Data labellers in India, Venezuela and Kenya are paid less than $3.50 per hour—in an industry worth $300 billion. The World Bank estimates there are between 150 and 430 million data labourers.
This is a new source of immense potential power, which is slowly being organised. In February 2025, Kenyan workers formed the Data Labellers Association to “empower the invisible architects of AI”, including advocating for workplace mental health support.
Workplace transformation
AI is part of a broader trend of automation.
Productivity increases from automation have never been shared equally or put back into the social good.
Bosses don’t say, “That’s great, we made 100 extra cars this week—why don’t you all take Friday off!” They work us all just as hard and get Friday’s cars as free profit, or sack people to reduce their wages bill.
Under capitalism, technological development seems to have a life of its own.
We are “slaves to the machine” even though the machines were designed and built by people.
Marx called this alienation.
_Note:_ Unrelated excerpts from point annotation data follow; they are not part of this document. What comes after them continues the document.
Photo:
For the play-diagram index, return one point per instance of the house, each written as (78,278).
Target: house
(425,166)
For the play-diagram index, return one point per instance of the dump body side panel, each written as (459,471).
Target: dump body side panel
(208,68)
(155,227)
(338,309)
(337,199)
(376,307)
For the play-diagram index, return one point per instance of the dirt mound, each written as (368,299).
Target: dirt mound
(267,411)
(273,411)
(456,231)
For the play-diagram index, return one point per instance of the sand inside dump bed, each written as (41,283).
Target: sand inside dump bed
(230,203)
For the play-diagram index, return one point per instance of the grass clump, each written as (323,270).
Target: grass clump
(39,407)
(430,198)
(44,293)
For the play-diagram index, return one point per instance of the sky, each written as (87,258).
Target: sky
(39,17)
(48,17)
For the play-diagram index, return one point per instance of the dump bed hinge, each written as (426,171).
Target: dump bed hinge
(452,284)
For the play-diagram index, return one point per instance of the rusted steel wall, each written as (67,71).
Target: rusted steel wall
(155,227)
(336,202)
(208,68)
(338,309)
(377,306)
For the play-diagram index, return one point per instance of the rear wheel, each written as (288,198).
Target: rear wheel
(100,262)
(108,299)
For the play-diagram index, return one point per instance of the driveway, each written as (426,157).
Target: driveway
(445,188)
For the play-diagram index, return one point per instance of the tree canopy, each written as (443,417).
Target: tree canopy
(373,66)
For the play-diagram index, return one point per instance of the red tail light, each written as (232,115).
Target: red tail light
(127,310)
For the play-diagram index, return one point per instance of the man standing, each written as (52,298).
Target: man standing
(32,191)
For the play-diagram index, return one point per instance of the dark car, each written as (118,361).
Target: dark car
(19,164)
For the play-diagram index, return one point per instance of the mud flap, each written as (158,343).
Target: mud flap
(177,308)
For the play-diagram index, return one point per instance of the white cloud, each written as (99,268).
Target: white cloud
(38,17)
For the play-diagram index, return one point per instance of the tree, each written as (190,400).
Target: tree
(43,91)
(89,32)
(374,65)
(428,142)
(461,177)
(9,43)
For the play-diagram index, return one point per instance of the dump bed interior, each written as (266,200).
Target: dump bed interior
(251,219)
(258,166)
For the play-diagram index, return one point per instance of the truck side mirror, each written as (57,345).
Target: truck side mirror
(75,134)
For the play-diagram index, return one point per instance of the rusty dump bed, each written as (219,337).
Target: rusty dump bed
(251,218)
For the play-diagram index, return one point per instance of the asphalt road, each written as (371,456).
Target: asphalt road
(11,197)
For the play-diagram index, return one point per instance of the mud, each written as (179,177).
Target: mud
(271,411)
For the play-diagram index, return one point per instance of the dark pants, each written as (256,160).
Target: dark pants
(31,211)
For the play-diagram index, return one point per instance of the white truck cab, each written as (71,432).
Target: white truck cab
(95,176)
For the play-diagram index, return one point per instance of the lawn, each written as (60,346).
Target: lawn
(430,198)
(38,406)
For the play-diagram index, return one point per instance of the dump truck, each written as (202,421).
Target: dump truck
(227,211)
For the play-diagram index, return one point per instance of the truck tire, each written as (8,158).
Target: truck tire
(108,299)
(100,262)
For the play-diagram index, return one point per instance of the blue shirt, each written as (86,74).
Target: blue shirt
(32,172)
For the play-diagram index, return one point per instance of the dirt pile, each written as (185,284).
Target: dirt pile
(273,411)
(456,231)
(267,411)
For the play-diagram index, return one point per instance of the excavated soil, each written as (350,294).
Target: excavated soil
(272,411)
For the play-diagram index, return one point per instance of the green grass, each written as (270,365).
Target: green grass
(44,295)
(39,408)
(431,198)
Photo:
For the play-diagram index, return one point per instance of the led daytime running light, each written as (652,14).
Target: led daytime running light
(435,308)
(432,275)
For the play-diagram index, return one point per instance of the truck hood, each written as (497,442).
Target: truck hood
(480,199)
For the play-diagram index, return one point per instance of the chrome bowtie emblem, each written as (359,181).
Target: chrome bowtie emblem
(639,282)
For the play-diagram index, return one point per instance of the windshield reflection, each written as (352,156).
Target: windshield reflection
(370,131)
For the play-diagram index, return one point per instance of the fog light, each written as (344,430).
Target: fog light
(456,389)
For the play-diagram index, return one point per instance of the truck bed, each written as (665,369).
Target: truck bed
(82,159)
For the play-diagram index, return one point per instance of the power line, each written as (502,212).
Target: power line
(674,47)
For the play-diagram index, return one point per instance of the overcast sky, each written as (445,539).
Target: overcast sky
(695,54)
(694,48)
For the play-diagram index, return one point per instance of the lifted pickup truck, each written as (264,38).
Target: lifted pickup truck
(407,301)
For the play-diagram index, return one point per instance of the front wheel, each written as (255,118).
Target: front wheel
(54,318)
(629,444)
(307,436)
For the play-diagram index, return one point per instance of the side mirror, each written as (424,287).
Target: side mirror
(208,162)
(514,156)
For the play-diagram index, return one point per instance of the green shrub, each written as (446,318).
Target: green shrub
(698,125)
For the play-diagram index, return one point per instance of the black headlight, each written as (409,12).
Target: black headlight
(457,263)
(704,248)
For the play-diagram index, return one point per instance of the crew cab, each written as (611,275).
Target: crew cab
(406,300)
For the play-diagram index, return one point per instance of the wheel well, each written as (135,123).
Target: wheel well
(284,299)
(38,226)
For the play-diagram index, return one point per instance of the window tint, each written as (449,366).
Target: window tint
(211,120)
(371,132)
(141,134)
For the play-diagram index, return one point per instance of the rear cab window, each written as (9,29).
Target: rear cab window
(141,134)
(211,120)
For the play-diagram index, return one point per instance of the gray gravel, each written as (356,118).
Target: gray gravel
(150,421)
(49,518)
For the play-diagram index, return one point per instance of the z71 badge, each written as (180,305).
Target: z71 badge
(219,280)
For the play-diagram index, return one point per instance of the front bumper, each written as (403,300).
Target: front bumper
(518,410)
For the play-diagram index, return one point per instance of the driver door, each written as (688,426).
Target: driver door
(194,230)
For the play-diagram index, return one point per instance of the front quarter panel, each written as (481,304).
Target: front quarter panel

We feel alienated and powerless in the face of technology because there is no democratic control over it. It is in the hands of a tiny rich minority, driven by profit.
There are plenty of useful things AI can do, like assist in early cancer or dementia detection, track the path of cyclones, find people trapped under rubble using sound mapping and revive dead or endangered languages.
One Te Reo Māori radio station in New Zealand is working with local elders to integrate AI language learning tools into their programming.
Many of these specialised uses of AI don’t require enormous data centres but can be trained off smaller mobile devices like specialised laptops. But this is not where most funding is going.
Battleground
AI is a new battleground for unions and workers. The Screen Writers of America went on a 148-day strike in 2023 and secured a contract that established controls against the misuse of artificial intelligence in Hollywood, including that AI cannot be a “writer” and writers cannot be forced to use it.
The Maritime Union of Australia (MUA) is fighting AI-driven automation at DP World ports, and is developing broader demands for controls around AI in workplaces such as granting unions a “digital right of entry”, banning the collection of workers’ biometric data and ensuring technologies will not be used for surveillance and time management.
Historically unions have fought for shorter working weeks, no increase in work intensity and no reduction in jobs to counter the impacts of automation. Productivity gains should be shared and benefit working people.
The Victorian Trades Hall Council and the ACTU have also released reports on AI and workers’ rights. But defending our rights will require more—strong fighting unions and workers taking industrial action at the point of implementation.
Leaps in technology should be a benefit to society. Ultimately AI won’t be used for good under capitalism but it’s not the technology that is inherently bad. We need to fight for control over it.
We need to take control off those who want to use AI to kill more people in Palestine, Iran and Lebanon so we can decide whether we want AI, what kind of sustainable energy sources can fuel it and how the labour force behind it is treated and compensated.
Ultimately this means we need to uproot the system that puts profit over people and treats technology as something to be imposed on us to make profit for corporations, rather than something which we created, and which is an extension of our own creativity, intelligence and human potential.